I had researched a small brewery, Baranof Brewing Company,
and so we went to check it out. Everything in town was either very sleepy or
closed because of Memorial Day, but Baranof was open and serving snacks and
beer. Dave was happy having a few pints, and we ended up talking to the
bartender. She had just taken a trip to New Zealand, so we were comparing notes
on our trip.
Then we spent our last hour in town seeking out some lunch –
which proved to be difficult because of the holiday. We found some chowder on a
deck in the chilly sunshine and started dreading the fact that we would soon be
leaving this awesome island in Southeast Alaska.
Our flight took off at 6:30 p.m. from the tiny airport with
two gates and one flight scheduled.

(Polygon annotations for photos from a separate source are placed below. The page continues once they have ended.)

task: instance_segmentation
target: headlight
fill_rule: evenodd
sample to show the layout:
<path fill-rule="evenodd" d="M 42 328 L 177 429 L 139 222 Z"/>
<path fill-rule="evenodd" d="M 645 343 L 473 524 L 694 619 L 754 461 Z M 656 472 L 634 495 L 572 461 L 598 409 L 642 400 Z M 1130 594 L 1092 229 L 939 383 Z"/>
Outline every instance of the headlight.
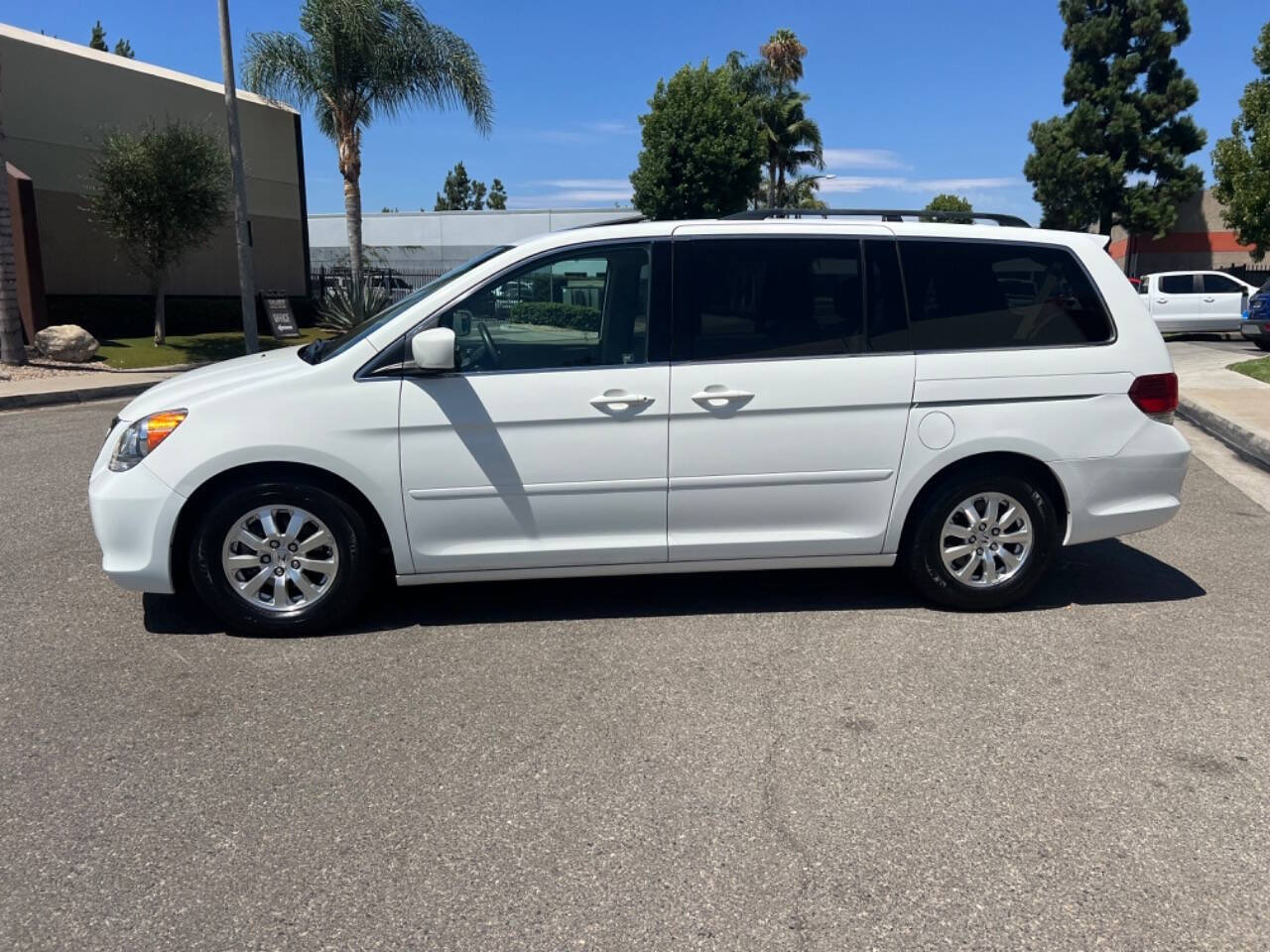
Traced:
<path fill-rule="evenodd" d="M 163 410 L 144 416 L 119 435 L 110 453 L 110 470 L 123 472 L 145 459 L 185 419 L 184 410 Z"/>

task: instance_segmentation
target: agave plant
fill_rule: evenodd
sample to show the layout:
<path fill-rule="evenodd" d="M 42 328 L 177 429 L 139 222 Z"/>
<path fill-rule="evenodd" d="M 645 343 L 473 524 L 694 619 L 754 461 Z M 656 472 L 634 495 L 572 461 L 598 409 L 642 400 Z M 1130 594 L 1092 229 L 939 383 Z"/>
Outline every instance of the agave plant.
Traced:
<path fill-rule="evenodd" d="M 366 281 L 342 281 L 318 306 L 318 326 L 326 330 L 352 330 L 378 315 L 390 303 L 392 300 L 381 287 Z"/>

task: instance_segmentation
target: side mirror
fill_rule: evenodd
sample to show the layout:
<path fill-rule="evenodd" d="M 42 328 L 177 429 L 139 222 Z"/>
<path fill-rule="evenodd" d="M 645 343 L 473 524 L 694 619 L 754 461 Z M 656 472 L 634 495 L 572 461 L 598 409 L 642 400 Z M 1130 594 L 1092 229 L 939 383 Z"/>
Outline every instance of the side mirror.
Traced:
<path fill-rule="evenodd" d="M 455 369 L 455 333 L 450 327 L 419 331 L 410 339 L 410 355 L 420 371 Z"/>

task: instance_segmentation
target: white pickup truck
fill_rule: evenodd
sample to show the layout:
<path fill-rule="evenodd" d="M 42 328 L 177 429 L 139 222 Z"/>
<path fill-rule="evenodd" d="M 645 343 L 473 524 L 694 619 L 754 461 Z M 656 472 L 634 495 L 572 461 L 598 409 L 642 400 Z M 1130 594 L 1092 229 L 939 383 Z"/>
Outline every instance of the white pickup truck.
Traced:
<path fill-rule="evenodd" d="M 1138 291 L 1161 331 L 1238 331 L 1252 284 L 1222 272 L 1143 274 Z"/>

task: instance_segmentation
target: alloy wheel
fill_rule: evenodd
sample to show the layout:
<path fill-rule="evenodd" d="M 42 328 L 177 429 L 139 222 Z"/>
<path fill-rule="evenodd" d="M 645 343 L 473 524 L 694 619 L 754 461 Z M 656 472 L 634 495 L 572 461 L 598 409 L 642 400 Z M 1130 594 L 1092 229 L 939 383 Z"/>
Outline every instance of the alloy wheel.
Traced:
<path fill-rule="evenodd" d="M 221 567 L 240 598 L 269 612 L 307 608 L 339 571 L 339 547 L 312 513 L 292 505 L 253 509 L 221 546 Z"/>
<path fill-rule="evenodd" d="M 1005 493 L 961 500 L 940 531 L 940 557 L 963 585 L 993 588 L 1015 578 L 1034 543 L 1027 510 Z"/>

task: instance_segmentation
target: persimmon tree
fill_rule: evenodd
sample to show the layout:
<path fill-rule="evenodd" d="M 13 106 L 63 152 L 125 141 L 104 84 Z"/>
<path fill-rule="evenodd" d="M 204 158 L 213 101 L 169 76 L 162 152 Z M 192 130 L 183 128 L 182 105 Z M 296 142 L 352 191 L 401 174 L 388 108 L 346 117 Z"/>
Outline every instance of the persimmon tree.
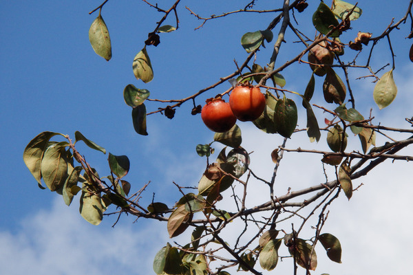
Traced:
<path fill-rule="evenodd" d="M 202 124 L 202 104 L 195 104 L 200 95 L 211 94 L 213 88 L 220 87 L 222 92 L 218 95 L 210 94 L 211 98 L 209 100 L 221 102 L 229 100 L 228 96 L 235 87 L 254 87 L 253 89 L 260 89 L 265 95 L 264 111 L 260 111 L 262 113 L 258 118 L 249 120 L 252 122 L 240 123 L 251 123 L 256 126 L 257 131 L 284 138 L 282 144 L 268 152 L 274 162 L 271 178 L 262 178 L 250 168 L 248 151 L 254 148 L 242 146 L 241 131 L 235 124 L 233 126 L 230 125 L 232 128 L 229 131 L 224 127 L 226 131 L 215 133 L 210 143 L 196 145 L 194 141 L 196 148 L 194 153 L 204 157 L 206 168 L 199 168 L 200 181 L 195 188 L 187 189 L 173 182 L 182 194 L 180 197 L 176 198 L 173 206 L 153 200 L 149 205 L 140 202 L 147 186 L 136 187 L 126 179 L 130 168 L 126 155 L 109 153 L 109 172 L 103 177 L 105 172 L 96 170 L 93 164 L 89 160 L 86 161 L 85 153 L 78 151 L 76 144 L 84 142 L 90 148 L 104 154 L 106 150 L 78 131 L 74 133 L 74 136 L 45 131 L 30 142 L 24 150 L 23 160 L 39 186 L 55 191 L 63 197 L 67 206 L 77 195 L 80 199 L 80 214 L 94 225 L 98 225 L 105 215 L 117 213 L 120 217 L 123 213 L 127 213 L 137 218 L 167 223 L 165 234 L 172 239 L 180 234 L 186 234 L 187 244 L 171 241 L 173 245 L 167 243 L 153 255 L 153 270 L 157 274 L 224 275 L 234 271 L 260 274 L 259 270 L 265 272 L 276 268 L 280 258 L 291 260 L 292 273 L 297 274 L 298 268 L 303 268 L 309 274 L 317 265 L 316 253 L 323 251 L 331 261 L 341 263 L 339 241 L 334 232 L 323 230 L 329 206 L 340 196 L 350 200 L 352 191 L 357 188 L 352 182 L 366 176 L 385 160 L 413 160 L 412 155 L 398 155 L 398 152 L 413 143 L 413 130 L 410 128 L 413 125 L 412 120 L 405 119 L 405 129 L 396 129 L 375 121 L 372 113 L 358 111 L 356 109 L 358 95 L 352 89 L 355 80 L 349 72 L 357 69 L 359 72 L 363 72 L 359 81 L 375 82 L 374 90 L 370 91 L 371 96 L 380 109 L 392 103 L 397 93 L 393 78 L 396 53 L 392 47 L 392 34 L 404 32 L 407 38 L 413 36 L 411 13 L 413 0 L 398 3 L 405 8 L 405 15 L 392 20 L 376 36 L 368 32 L 370 22 L 366 23 L 364 32 L 356 32 L 351 28 L 353 21 L 363 20 L 363 7 L 341 0 L 280 0 L 277 1 L 278 6 L 273 7 L 274 3 L 268 2 L 268 10 L 260 10 L 255 9 L 256 1 L 252 0 L 233 11 L 209 17 L 204 17 L 202 11 L 193 10 L 189 6 L 182 7 L 180 0 L 167 9 L 160 7 L 163 4 L 143 1 L 148 9 L 156 9 L 162 16 L 154 19 L 156 27 L 148 30 L 148 38 L 142 41 L 142 50 L 131 60 L 140 88 L 129 84 L 123 91 L 126 104 L 131 107 L 133 126 L 138 135 L 142 135 L 142 142 L 147 138 L 144 136 L 150 132 L 148 131 L 150 126 L 147 128 L 147 116 L 165 115 L 171 119 L 178 110 L 177 107 L 193 104 L 191 114 L 188 115 L 198 116 Z M 98 12 L 98 15 L 90 26 L 89 38 L 96 53 L 109 60 L 110 36 L 101 13 L 107 1 L 105 1 L 89 12 L 94 14 Z M 182 12 L 189 12 L 200 20 L 201 25 L 195 28 L 197 32 L 202 31 L 201 27 L 207 28 L 210 21 L 219 21 L 234 14 L 265 13 L 273 14 L 273 18 L 270 22 L 262 22 L 261 30 L 246 32 L 240 37 L 246 55 L 237 57 L 242 58 L 242 62 L 234 62 L 233 71 L 222 76 L 219 81 L 184 98 L 157 99 L 156 94 L 153 96 L 145 89 L 145 83 L 156 81 L 147 47 L 157 46 L 162 36 L 169 32 L 179 32 L 179 16 Z M 297 12 L 309 14 L 309 21 L 301 23 L 312 23 L 313 32 L 304 33 L 299 30 L 295 16 Z M 165 23 L 168 17 L 175 19 L 175 25 Z M 354 41 L 341 41 L 340 37 L 344 32 L 353 34 Z M 375 46 L 379 43 L 388 47 L 392 64 L 381 64 L 379 67 L 371 65 L 370 61 L 376 54 Z M 296 54 L 287 62 L 279 64 L 277 57 L 286 47 L 295 49 Z M 268 63 L 255 63 L 257 56 L 266 52 L 272 53 Z M 413 61 L 412 52 L 411 50 L 410 58 Z M 398 56 L 407 58 L 407 54 Z M 300 78 L 308 81 L 305 90 L 289 89 L 288 82 L 293 80 L 286 79 L 282 72 L 290 66 L 308 68 L 308 75 Z M 319 87 L 315 84 L 317 78 L 323 82 Z M 324 101 L 313 102 L 312 99 L 315 93 L 322 93 Z M 236 101 L 234 100 L 233 104 Z M 305 127 L 297 125 L 299 109 L 305 110 L 304 113 L 306 114 Z M 322 110 L 325 116 L 316 117 L 315 109 Z M 218 120 L 217 123 L 220 121 Z M 288 148 L 288 140 L 294 139 L 297 133 L 304 131 L 312 142 L 326 142 L 330 150 Z M 321 139 L 321 133 L 325 133 L 326 140 Z M 400 137 L 402 134 L 406 135 L 403 139 L 392 137 L 394 135 Z M 376 144 L 377 135 L 383 135 L 388 142 Z M 217 142 L 225 147 L 214 155 L 214 144 Z M 362 151 L 347 151 L 350 142 L 360 142 Z M 282 168 L 284 155 L 290 152 L 299 153 L 297 155 L 313 154 L 323 166 L 333 168 L 334 179 L 321 183 L 308 182 L 304 189 L 275 193 L 277 172 Z M 247 188 L 257 184 L 268 186 L 268 200 L 247 207 L 245 203 Z M 237 210 L 222 208 L 223 201 L 232 204 Z M 318 221 L 308 224 L 310 217 L 318 217 Z M 298 219 L 289 222 L 293 218 Z M 237 236 L 235 241 L 226 239 L 228 226 L 232 222 L 239 222 L 240 225 L 238 231 L 234 232 L 233 228 L 231 230 L 231 234 Z M 306 227 L 313 227 L 312 236 L 302 235 L 302 229 Z M 279 254 L 281 245 L 288 248 L 288 255 Z"/>

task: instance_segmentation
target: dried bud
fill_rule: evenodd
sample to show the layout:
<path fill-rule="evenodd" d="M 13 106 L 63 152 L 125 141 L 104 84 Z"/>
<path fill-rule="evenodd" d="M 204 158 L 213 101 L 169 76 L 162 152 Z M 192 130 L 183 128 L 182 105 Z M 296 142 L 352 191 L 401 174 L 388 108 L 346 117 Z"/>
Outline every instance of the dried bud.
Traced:
<path fill-rule="evenodd" d="M 169 119 L 171 120 L 175 116 L 175 109 L 172 109 L 171 106 L 167 106 L 165 109 L 165 116 Z"/>
<path fill-rule="evenodd" d="M 197 113 L 201 113 L 202 111 L 202 107 L 201 105 L 198 105 L 196 107 L 192 108 L 192 111 L 191 111 L 191 114 L 192 116 L 195 116 Z"/>
<path fill-rule="evenodd" d="M 350 41 L 348 43 L 348 47 L 350 47 L 351 50 L 354 50 L 354 51 L 361 51 L 361 49 L 363 49 L 363 45 L 360 42 L 354 43 L 352 41 Z"/>
<path fill-rule="evenodd" d="M 372 37 L 372 34 L 370 32 L 359 32 L 357 34 L 357 37 L 354 39 L 354 42 L 362 43 L 367 46 L 370 37 Z"/>
<path fill-rule="evenodd" d="M 302 12 L 308 6 L 308 3 L 304 1 L 300 1 L 295 5 L 295 8 L 298 10 L 298 12 Z"/>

It would be a 20-min hop to Juneau where we
would be meeting up with Chelsea Good later that night.
As I started to doze on the plane, the sights and sounds of
Sitka were running through my head. Closing my eyes I saw those sharp and snowy
volcanic peaks and the miles and miles of hazy blue ocean. And I thought about
the crashing avalanche, the swooping eagle wings, the bouncing bear bell (and
my singing that would scare off any bear) and the funny buzzing humming birds
the night before. Sitka was a very wild place
full of different textures. I wish I had more time there, but I guarantee that
I won’t be forgetting the sights and sounds of Sitka anytime soon.
I am just grinning reading this--what a great adventure you are having and this sounds like the perfect, if short, visit to Sitka!